Should I say that I would be delighted, or that I would be honoured? Cinderella considered the question as she stood up, slowly and gracefully. "Thank you, your grace," she said, taking off the glass slipper and sliding her foot delicately into her black working slipper. "I would be delighted." Perhaps she should have said honoured, but she had decided to express how she felt on this one occasion.

She felt...she felt as though her heart would burst from joy. She felt as though every time she opened her mouth a glad song would surge forth. She felt as though she could dance all the way to the palace. She felt as though she had stepped out of the darkness and into the light. She felt as though a new and golden world was waiting for her.

None of this she showed to anyone, unless the most perceptive of them saw it in her eyes. Cinderella had learnt from a young age to keep her feelings, the good and the bad, concealed from all except those closest to her heart. A lady's armour was her grace and courtesy, and passion was the death of both. And if people knew how you felt then they would use your feelings against you. Her stepmother had taught her that lesson early enough. Weeping for what she had lost had only cost her more, and it was only when Cinderella had stopped showing how every fresh deprivation hurt her that the deprivations had ceased while she still had a few treasures left to hold on to.

Yet at this precise point her stepmother appeared to have lost the composure which she normally upheld so well. Her jaw was slack, her mouth agape, her eyes wide. Anastasia and Drusilla were scarcely better. They all looked poleaxed with shock. It suited them better than their usual supercilious scowling.

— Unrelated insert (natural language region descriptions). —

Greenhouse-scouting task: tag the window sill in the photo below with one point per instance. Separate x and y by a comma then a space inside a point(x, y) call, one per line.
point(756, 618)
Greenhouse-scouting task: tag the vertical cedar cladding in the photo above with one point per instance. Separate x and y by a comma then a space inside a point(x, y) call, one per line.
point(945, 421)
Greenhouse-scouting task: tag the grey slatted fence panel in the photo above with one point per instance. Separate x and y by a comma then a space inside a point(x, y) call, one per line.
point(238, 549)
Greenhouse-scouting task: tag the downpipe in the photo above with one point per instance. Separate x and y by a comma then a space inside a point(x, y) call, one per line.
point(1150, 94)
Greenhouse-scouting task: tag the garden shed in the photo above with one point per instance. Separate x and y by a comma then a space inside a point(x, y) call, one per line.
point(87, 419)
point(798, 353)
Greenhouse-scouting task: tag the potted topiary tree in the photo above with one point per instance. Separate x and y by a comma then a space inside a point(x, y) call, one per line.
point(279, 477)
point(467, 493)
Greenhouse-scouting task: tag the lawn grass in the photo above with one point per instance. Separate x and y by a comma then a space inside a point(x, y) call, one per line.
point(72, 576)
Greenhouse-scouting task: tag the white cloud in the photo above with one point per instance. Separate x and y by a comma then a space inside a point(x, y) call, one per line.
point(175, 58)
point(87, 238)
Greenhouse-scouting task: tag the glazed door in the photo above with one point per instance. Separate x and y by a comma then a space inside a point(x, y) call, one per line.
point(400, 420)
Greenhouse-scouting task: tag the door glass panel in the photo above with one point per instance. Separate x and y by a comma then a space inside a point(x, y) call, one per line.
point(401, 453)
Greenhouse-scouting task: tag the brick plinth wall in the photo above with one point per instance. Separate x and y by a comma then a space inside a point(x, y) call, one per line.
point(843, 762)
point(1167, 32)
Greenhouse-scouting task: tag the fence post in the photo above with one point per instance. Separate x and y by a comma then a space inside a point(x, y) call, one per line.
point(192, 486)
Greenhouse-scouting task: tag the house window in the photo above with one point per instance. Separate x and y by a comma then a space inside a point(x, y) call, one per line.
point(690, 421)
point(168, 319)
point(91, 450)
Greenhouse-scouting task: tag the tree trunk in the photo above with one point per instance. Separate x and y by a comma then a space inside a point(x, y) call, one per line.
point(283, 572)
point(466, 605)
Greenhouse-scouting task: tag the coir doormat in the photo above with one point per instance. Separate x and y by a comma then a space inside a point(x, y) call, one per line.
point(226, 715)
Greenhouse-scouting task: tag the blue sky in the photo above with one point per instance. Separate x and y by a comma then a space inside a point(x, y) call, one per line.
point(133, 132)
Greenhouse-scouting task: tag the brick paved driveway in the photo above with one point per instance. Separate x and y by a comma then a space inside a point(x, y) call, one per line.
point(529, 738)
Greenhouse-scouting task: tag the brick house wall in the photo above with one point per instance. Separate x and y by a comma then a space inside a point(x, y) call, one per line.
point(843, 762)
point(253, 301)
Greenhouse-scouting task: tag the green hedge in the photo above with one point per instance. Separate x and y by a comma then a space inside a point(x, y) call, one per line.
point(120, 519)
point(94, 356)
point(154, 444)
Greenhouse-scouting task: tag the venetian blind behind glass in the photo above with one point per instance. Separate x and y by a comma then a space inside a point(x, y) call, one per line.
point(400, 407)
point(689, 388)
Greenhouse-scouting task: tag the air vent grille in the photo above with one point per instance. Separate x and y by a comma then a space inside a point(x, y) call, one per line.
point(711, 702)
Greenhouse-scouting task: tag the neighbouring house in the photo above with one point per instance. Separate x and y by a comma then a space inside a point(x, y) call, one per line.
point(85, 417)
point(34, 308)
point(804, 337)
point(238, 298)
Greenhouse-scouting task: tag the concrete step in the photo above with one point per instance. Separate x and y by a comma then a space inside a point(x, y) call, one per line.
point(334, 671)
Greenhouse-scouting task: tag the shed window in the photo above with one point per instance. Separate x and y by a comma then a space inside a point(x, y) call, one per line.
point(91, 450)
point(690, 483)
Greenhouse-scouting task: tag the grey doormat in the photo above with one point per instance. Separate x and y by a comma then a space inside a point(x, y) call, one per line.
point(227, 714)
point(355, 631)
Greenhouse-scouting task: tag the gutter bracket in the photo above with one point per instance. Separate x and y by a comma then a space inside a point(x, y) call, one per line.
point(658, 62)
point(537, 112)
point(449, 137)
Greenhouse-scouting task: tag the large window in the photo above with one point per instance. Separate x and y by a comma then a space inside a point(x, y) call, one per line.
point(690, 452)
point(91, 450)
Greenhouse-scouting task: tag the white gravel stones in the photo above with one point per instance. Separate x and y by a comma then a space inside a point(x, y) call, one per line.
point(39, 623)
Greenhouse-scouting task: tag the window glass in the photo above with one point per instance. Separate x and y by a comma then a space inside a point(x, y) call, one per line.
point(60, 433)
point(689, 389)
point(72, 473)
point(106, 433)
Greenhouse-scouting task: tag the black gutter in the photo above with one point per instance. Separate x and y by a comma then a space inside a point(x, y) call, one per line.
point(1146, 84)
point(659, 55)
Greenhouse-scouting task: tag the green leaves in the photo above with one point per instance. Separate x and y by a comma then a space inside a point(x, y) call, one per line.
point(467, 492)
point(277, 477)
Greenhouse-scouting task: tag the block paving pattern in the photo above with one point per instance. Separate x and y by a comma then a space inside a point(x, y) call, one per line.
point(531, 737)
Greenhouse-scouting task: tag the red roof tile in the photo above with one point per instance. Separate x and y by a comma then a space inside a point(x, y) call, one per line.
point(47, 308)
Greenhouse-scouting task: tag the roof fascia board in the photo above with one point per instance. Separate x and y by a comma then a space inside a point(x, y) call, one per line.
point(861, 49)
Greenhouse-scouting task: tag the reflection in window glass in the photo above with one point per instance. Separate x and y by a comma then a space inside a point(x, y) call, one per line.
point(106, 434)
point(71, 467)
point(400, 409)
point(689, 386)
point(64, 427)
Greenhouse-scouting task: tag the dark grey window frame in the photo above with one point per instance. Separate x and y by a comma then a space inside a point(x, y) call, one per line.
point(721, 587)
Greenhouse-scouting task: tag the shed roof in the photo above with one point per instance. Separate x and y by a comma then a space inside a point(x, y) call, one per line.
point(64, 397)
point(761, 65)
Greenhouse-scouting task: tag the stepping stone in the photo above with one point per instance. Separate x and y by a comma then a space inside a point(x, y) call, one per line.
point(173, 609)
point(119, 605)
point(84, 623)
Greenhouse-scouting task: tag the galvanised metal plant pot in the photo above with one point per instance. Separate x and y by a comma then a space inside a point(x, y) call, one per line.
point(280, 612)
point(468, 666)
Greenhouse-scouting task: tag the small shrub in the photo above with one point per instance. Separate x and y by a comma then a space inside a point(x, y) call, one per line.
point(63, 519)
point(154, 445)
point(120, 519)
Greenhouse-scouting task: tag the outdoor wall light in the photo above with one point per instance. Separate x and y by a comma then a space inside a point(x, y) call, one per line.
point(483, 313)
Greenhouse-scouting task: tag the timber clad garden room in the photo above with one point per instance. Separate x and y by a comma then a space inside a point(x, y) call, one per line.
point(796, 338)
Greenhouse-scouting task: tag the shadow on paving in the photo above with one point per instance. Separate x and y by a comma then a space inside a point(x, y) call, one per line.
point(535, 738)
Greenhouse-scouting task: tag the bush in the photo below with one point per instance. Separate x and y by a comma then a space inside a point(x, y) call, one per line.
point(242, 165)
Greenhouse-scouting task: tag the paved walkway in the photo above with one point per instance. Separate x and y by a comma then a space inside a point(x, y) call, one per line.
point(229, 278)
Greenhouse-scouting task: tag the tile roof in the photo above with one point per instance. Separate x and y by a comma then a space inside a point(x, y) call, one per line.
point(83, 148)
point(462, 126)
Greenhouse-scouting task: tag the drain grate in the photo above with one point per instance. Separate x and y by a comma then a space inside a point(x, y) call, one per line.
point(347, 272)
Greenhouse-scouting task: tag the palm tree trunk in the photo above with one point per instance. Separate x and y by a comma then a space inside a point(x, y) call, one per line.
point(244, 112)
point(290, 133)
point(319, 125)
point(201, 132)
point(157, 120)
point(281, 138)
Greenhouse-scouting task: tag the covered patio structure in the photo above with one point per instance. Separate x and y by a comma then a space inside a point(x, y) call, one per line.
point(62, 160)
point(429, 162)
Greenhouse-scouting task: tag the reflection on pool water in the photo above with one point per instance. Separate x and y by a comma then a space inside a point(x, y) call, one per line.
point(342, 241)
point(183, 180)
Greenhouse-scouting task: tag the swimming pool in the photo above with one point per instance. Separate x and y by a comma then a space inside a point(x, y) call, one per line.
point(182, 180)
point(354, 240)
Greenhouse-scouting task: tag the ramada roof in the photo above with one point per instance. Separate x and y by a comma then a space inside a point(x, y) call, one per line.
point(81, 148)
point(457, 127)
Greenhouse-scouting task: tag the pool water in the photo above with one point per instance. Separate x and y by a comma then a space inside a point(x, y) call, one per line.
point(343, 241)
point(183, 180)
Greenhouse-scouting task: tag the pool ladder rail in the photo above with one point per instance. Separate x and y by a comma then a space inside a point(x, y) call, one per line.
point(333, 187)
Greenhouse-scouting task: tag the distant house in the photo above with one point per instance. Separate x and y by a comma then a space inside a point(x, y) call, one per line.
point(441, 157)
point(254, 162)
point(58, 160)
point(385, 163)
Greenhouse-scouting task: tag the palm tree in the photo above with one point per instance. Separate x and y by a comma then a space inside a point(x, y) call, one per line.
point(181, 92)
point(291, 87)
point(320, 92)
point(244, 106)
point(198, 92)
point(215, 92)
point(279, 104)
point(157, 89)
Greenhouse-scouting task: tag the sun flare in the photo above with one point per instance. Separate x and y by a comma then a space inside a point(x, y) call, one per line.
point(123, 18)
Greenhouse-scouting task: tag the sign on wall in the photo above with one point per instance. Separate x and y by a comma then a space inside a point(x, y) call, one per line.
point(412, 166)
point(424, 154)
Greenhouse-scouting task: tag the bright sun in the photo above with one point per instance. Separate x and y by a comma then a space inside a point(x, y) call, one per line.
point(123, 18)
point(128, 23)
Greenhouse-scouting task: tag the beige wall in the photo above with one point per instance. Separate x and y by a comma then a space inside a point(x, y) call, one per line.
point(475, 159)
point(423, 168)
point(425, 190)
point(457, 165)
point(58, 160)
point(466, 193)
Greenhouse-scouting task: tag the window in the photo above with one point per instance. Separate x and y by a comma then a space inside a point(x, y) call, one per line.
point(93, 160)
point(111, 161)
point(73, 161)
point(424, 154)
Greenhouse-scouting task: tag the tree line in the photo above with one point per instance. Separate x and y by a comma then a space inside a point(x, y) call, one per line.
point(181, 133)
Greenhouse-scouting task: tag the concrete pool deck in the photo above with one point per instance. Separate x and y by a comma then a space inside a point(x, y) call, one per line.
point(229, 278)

"Stepmother," Cinderella said, meeting Lady Tremaine's gaze without flinching. "Since this may be our last meeting for a while I would like to thank you, before I leave, for all of your many kindnesses to me."

Cinderella had little doubt that Lady Tremaine was intelligent enough to understand the hidden meaning behind her words, even if her daughters were not: This will be our last meeting for a while because you needn't have any illusions I will show you any favour.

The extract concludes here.